Inhibition of polyphenol oxidase for preventing browning in edible mushrooms: A review

J Food Sci. 2024 Oct 3. doi: 10.1111/1750-3841.17322. Online ahead of print.

Abstract

Edible mushrooms are rich in nutrients and bioactive compounds, but their browning affects their quality and commercial value. This article reviews various methods to inhibit polyphenol oxidase (PPO)-induced browning in mushrooms. Physical methods such as heat treatment, low temperatures, irradiation, and ultrasound effectively reduce PPO activity but may affect mushroom texture and flavor.
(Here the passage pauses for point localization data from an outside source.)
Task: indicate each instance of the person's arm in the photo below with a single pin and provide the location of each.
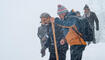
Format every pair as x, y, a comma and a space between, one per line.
97, 22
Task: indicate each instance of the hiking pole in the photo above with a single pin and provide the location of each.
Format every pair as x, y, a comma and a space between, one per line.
55, 44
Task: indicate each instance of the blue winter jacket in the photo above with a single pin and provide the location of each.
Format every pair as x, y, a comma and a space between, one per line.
69, 20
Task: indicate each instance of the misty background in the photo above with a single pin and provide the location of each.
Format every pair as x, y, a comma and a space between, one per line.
20, 19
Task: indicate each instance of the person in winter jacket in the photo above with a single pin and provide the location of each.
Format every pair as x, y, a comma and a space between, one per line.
62, 47
68, 22
91, 16
78, 14
43, 32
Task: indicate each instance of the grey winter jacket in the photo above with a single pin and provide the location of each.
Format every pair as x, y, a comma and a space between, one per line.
43, 33
91, 18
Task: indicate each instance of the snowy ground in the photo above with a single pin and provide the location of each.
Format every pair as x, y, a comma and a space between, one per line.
19, 20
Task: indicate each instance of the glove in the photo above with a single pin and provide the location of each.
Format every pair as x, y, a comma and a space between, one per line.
43, 52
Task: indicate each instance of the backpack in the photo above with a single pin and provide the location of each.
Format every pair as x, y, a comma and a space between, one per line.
87, 32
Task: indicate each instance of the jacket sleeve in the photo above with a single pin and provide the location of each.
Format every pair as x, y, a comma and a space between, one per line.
97, 21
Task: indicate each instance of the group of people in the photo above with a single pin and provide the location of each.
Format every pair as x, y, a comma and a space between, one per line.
68, 32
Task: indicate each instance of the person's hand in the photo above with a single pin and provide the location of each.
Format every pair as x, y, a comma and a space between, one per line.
97, 29
52, 19
62, 42
42, 52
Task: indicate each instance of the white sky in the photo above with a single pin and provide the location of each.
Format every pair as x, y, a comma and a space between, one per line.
19, 20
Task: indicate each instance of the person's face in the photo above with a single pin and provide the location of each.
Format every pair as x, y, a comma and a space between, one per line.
86, 10
62, 16
45, 20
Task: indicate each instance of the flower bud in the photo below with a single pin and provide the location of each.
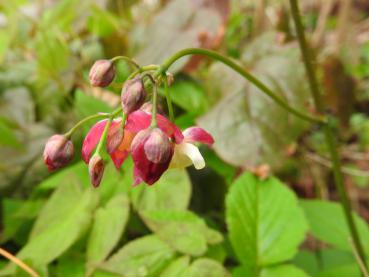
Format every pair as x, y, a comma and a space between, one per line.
102, 73
96, 170
133, 95
58, 152
115, 138
152, 152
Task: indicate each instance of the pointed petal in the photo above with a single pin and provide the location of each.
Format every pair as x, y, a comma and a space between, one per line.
197, 134
92, 138
118, 157
140, 120
186, 154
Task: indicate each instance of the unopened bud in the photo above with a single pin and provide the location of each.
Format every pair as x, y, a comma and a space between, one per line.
152, 152
133, 95
96, 170
115, 138
102, 73
58, 152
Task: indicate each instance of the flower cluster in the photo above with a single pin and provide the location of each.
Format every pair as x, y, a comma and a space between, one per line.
154, 142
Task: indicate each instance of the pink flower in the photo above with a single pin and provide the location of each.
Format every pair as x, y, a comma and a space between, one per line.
186, 153
58, 152
153, 149
136, 121
152, 152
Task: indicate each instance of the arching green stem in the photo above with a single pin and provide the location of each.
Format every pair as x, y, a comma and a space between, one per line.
169, 100
94, 116
227, 61
327, 129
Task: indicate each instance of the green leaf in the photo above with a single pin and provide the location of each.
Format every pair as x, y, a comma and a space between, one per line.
8, 137
202, 267
76, 174
62, 221
164, 194
182, 230
327, 223
146, 256
265, 223
322, 260
351, 270
283, 271
248, 127
177, 268
86, 105
189, 96
109, 224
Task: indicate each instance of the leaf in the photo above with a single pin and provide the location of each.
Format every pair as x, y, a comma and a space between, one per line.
341, 271
109, 224
202, 267
177, 267
165, 194
327, 223
248, 127
184, 27
264, 221
182, 230
62, 221
189, 96
283, 271
145, 256
76, 174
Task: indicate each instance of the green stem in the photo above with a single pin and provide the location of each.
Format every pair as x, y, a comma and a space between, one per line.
83, 121
127, 59
94, 116
142, 69
154, 107
103, 137
169, 100
327, 129
227, 61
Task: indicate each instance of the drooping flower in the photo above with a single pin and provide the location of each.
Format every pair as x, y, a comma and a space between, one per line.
102, 73
186, 153
136, 121
58, 152
152, 152
133, 95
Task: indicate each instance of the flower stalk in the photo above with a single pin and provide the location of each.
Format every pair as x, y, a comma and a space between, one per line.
327, 129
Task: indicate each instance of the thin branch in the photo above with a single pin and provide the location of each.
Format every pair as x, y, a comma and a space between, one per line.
358, 259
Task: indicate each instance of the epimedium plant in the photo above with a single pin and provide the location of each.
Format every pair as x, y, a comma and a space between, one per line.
258, 212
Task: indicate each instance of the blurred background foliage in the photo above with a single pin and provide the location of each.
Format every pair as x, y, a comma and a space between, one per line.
228, 219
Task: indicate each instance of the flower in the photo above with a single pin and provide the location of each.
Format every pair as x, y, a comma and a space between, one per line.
96, 170
58, 152
133, 95
102, 73
186, 153
152, 152
136, 121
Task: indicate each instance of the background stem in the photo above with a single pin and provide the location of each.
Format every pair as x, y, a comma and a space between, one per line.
239, 69
327, 129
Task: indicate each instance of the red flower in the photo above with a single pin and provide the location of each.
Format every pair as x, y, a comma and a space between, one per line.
136, 121
152, 152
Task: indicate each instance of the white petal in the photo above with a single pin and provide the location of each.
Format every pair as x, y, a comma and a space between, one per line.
194, 154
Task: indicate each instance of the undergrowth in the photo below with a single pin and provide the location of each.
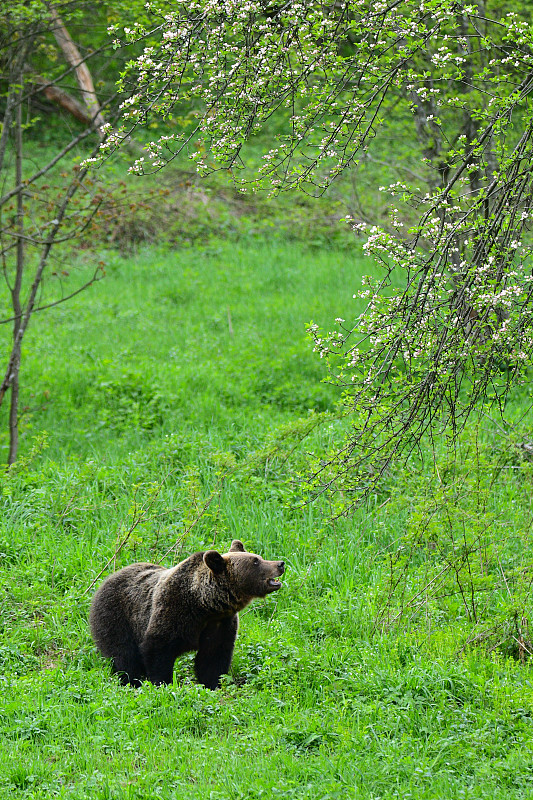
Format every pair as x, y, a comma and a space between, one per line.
177, 405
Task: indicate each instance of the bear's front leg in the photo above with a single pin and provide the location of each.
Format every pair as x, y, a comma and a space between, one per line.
159, 657
215, 651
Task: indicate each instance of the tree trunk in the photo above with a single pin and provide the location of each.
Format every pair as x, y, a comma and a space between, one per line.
63, 99
17, 286
83, 76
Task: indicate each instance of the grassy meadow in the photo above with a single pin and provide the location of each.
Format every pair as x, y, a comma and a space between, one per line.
172, 407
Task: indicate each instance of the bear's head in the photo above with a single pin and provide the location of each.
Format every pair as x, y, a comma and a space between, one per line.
250, 574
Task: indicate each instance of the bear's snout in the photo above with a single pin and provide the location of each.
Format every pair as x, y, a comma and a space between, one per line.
274, 583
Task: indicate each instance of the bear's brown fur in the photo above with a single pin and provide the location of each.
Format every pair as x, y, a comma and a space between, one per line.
145, 616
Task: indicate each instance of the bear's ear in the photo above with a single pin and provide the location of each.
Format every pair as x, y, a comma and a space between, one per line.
214, 561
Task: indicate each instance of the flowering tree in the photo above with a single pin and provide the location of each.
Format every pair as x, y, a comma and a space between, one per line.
446, 322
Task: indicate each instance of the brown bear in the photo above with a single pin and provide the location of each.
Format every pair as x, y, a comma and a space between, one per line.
145, 616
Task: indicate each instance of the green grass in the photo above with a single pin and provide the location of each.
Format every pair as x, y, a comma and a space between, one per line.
173, 395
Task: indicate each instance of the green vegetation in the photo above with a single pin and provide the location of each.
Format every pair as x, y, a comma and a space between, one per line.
163, 412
Chemical inhibitors, including synthetic chemicals and natural plant extracts, provide effective PPO inhibition but require careful monitoring of their content. Biological methods, including gene editing and microbial fermentation, show promise in targeting PPO genes and enhancing antioxidant production. Combining these methods offers a comprehensive strategy for preserving mushroom quality, extending shelf life, and maintaining nutritional value. PRACTICAL APPLICATION: These approaches can be applied in the food industry to improve post-harvest mushroom preservation, enhance product quality, and reduce waste, benefiting both producers and consumers. Further research and innovation are needed to optimize the practical application of these methods in large-scale processing and storage conditions.

Keywords: biological methods; browning mechanism; edible mushroom; polyphenol oxidase.